Kepala OJK Sulawesi Tenggara, Bismi Maulana Nugraha, menyatakan penanganan pengaduan merupakan bagian dari komitmen OJK dalam memberikan perlindungan kepada konsumen sektor jasa keuangan di daerah. Ia menambahkan, OJK juga mendorong berbagai program inklusi keuangan melalui Tim Percepatan Akses Keuangan Daerah.
Dalam upaya meningkatkan budaya menabung di kalangan pelajar, OJK menjalankan program Satu Rekening Satu Pelajar (KEJAR) bersama para pemangku kepentingan. Hingga akhir 2025, total tabungan pelajar di Sulawesi Tenggara tercatat mencapai Rp5,09 miliar.
Selain itu, program Kredit Melawan Rentenir (KPMR) disebut telah menyalurkan pembiayaan sebesar Rp7,23 miliar. Program ini ditujukan sebagai alternatif pembiayaan yang aman dan terjangkau bagi pelaku usaha kecil.
Memasuki 2026, OJK Sultra menyiapkan target strategis untuk memperluas akses keuangan. Salah satunya melalui program edukasi keuangan yang ditargetkan menjangkau 160.000 peserta di 17 kabupaten/kota di Sulawesi Tenggara.

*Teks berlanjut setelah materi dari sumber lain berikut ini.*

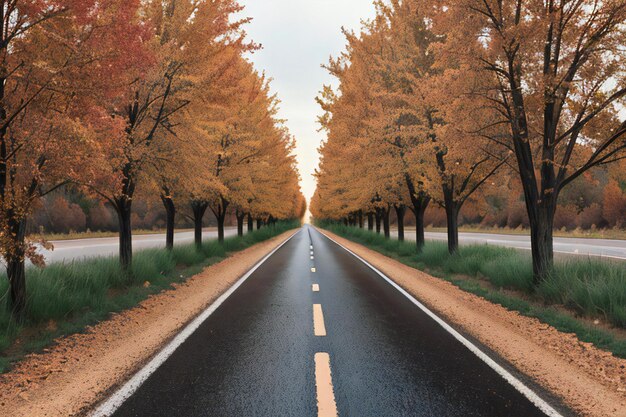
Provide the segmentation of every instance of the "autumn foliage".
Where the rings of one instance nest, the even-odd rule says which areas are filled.
[[[61,187],[114,209],[128,273],[141,193],[163,201],[168,247],[176,209],[198,200],[222,220],[220,236],[227,212],[303,215],[293,139],[245,58],[257,46],[241,10],[235,0],[1,2],[0,250],[16,316],[25,260],[44,261],[27,221]],[[51,224],[97,222],[78,209],[55,199]]]
[[[508,218],[498,220],[497,210],[485,217],[527,223],[536,284],[552,268],[554,228],[622,224],[618,181],[602,204],[564,200],[572,184],[607,167],[623,175],[626,3],[375,5],[376,17],[346,33],[345,52],[327,65],[339,87],[318,99],[328,140],[315,217],[362,225],[367,216],[388,235],[393,209],[402,237],[408,207],[420,249],[424,215],[436,205],[455,252],[466,204],[476,211],[489,197],[485,186],[513,182],[522,198],[498,203]]]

OJK juga berencana merekrut 1.000 Duta Literasi Keuangan baru yang diharapkan dapat menjadi agen edukasi guna meningkatkan pemahaman masyarakat terhadap produk dan layanan keuangan.
Di sektor pengembangan ekonomi daerah, program Pengembangan Ekonomi Daerah (PED) akan difokuskan pada penguatan komoditas unggulan seperti kakao dan sagu. OJK turut menyiapkan pembentukan Ekosistem Keuangan Inklusif (EKI) di Desa Sorue Jaya.

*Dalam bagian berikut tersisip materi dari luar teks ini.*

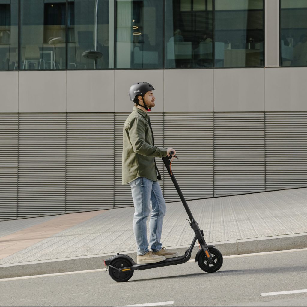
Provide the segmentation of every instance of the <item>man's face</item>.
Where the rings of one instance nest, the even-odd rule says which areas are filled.
[[[154,107],[154,101],[156,99],[156,98],[154,96],[154,93],[152,91],[147,92],[144,95],[144,101],[145,101],[145,103],[146,104],[147,107],[150,108],[151,109]],[[139,100],[141,102],[143,102],[142,100],[142,97],[139,96]],[[143,104],[142,103],[142,104]]]

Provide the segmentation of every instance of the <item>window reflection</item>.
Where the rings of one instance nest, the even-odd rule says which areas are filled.
[[[216,0],[216,67],[263,66],[262,0]]]
[[[116,67],[163,67],[163,1],[117,0]]]
[[[307,1],[282,0],[282,66],[307,65]]]
[[[21,69],[66,68],[66,2],[21,0]]]
[[[212,67],[212,0],[166,0],[166,68]]]
[[[113,68],[114,15],[113,1],[68,2],[68,69]]]
[[[0,2],[0,70],[18,68],[18,2]]]

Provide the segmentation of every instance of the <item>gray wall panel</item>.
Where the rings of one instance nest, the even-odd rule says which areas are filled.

Sejalan dengan agenda tersebut, OJK Sulawesi Tenggara memperkuat sinergi dengan Satuan Tugas Pemberantasan Aktivitas Keuangan Ilegal (Satgas PASTI) untuk mencegah serta menindak praktik investasi ilegal yang merugikan masyarakat. Sejumlah modus yang menjadi perhatian antara lain AMG Pantheon, BTL, dan skema serupa.
Menurut Bismi, langkah-langkah tersebut merupakan bagian dari upaya menjaga kepercayaan publik terhadap sektor jasa keuangan sekaligus memastikan ekosistem keuangan daerah tetap sehat dan aman.